墨迹是进了绢的纤维里的那种深,不是新的,是放置了很久的东西才会有的深。这块绢在那面墙后头不知道放了多少年,但那个钩还在,还是程远山的笔势,往右带的那一弯,轻,收得快,是他惯常写字的速度留下来的。

她在那个钩上停了很久。

沈烈没有催她,也没有再说话,只是靠着车轮,往另一侧看着,等着。

风又过来一阵,把远处骆驼那边的草料味送过来,夹着些牲畜的体味,不难闻,只是厚,是那种扎实的活物的气息。

裴渡把绢重新叠好,放回油纸里,把油纸包好,握在手里。

她说:”你当时怎么带出来的。”

这不是一个关键的问题,但她需要从一个不重要的问题先开口,把那句真正要说的话从嗓子里的什么地方先松动一下,否则说不出来。

“装进靴子里。”沈烈说,”那时候手边没有别的好地方,靴子底子厚,夹层里放得下,后来到了有集市的地方才换的皮包。”

她点了点头,手里那块东西的分量没有变,但她感觉到了——是因为知道了它从哪里来,知道了它在靴子里压了多少路,知道了拿着它的人带着它走过了哪些地方,它才有了这个分量。

她说:”程远山,是我的朋友。”

这五个字说得平,不是刻意压制什么,是那种已经在心里放了很久的事情,说出来的时候反而是平的——那种平,不是淡漠,是承重之后的那种平,承过了,所以说出来不再会倒。

沈烈侧过头,看了她一眼。

他没有说”哦”,没有说”原来如此”,没有问”那他现在在哪里”,只是安静地看了她一眼,然后把视线收回去。

他听出了那句话里”是”字的分量。

“是”,不是”曾经是”。
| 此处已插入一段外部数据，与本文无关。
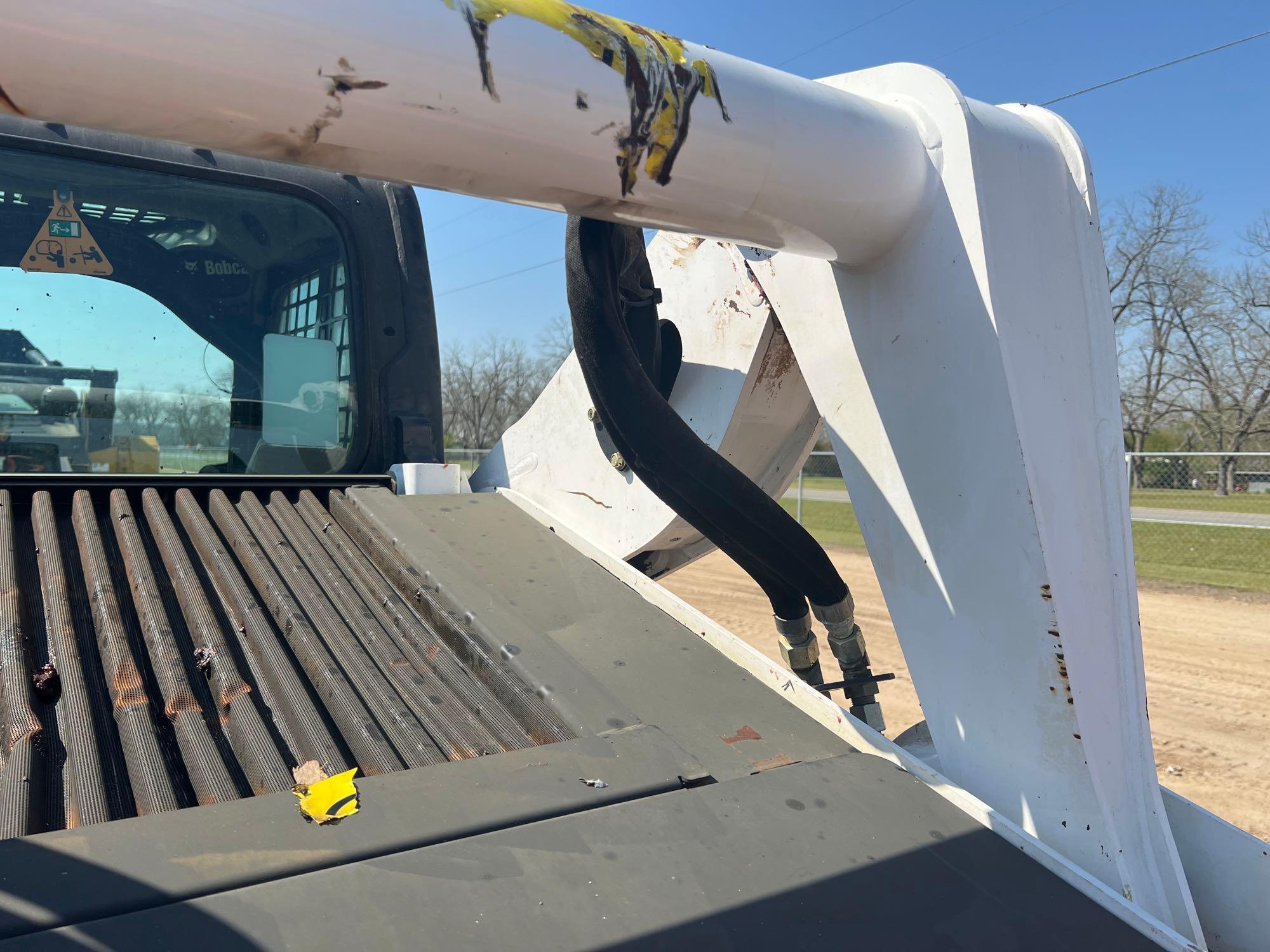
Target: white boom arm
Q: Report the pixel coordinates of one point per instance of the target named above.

在说这句话的时候,她用的是现在时,而不是过去时——但那块绢放了不知多少年,那处驿站已经废弃,程远山的名字裴渡说出来的方式,是那种不需要再问”他现在怎么样”的方式。”是我的朋友”,四个字说出来,意味着有些事已经是不需要再说的事了。

沈烈把腿弯了弯,换了个坐姿,手臂搭在膝上,往账车的木板上靠了靠。

“那个老先生说,”他停了一下,”细作里有些人有自己的私用格式,不是正式的暗语,是个人习惯发展出来的,只有熟识的人才认得出来是谁的。他说这块绢上的格式,他只见过一次,是很多年前,在长安,一个姓程的年轻人给他看过一次。”

裴渡握着手里那包东西,没有动。

“那个老先生后来不知道去了哪里,我没有再见过他。”沈烈说,”我不知道他说的是不是同一个人,但他记得那个姓,我就一直带着这东西,带到了长安,结果第一个认出来的,是你。”

他说这话的时候语气是平的,不是在讲一件多么了不起的事,只是陈述一个事实——他带着这块绢从西域走到了长安,走了三年,在长安的第一件事是被人追,遇见了她,然后现在这块绢到了她手里。

事情就是这样走过来的,不是谁刻意安排的,但它偏偏就这样走过来了。

裴渡低头看了一眼手里那包东西,把它又握紧了一点。

“谢谢你带着它。”她说。

这句话她没有想好就说出来了,说出来之后自己也停了一下,但没有收回去。她不习惯说这种话,”谢谢”这两个字在她嘴里不是常用的词,但此刻它落出来,是真的,不是客套,是那种不知道怎么表达、但这两个字是唯一够用的词的时候才会说的”谢谢”。

沈烈愣了片刻,然后笑了一下,那个笑是带着点什么的,不只是轻松,是那种人说了一句真的话、被真的接住了之后会有的那种笑。

“不谢。”他说,”我也不知道我为什么一直带着它,可能就是那种感觉——这东西不该随便放下,得找到该去的地方,才能放下。”

他说完这句话,自己也沉默了一下,像是这句话说出口之后,他才意识到自己说的是什么——不只是在说那块绢,也在说他自己这三年。他在西域流落三年,不知道要去哪里,不知道要做什么,但有些东西一直带着,带到了长安,带到了这支商队里,带到了今夜的账车旁边。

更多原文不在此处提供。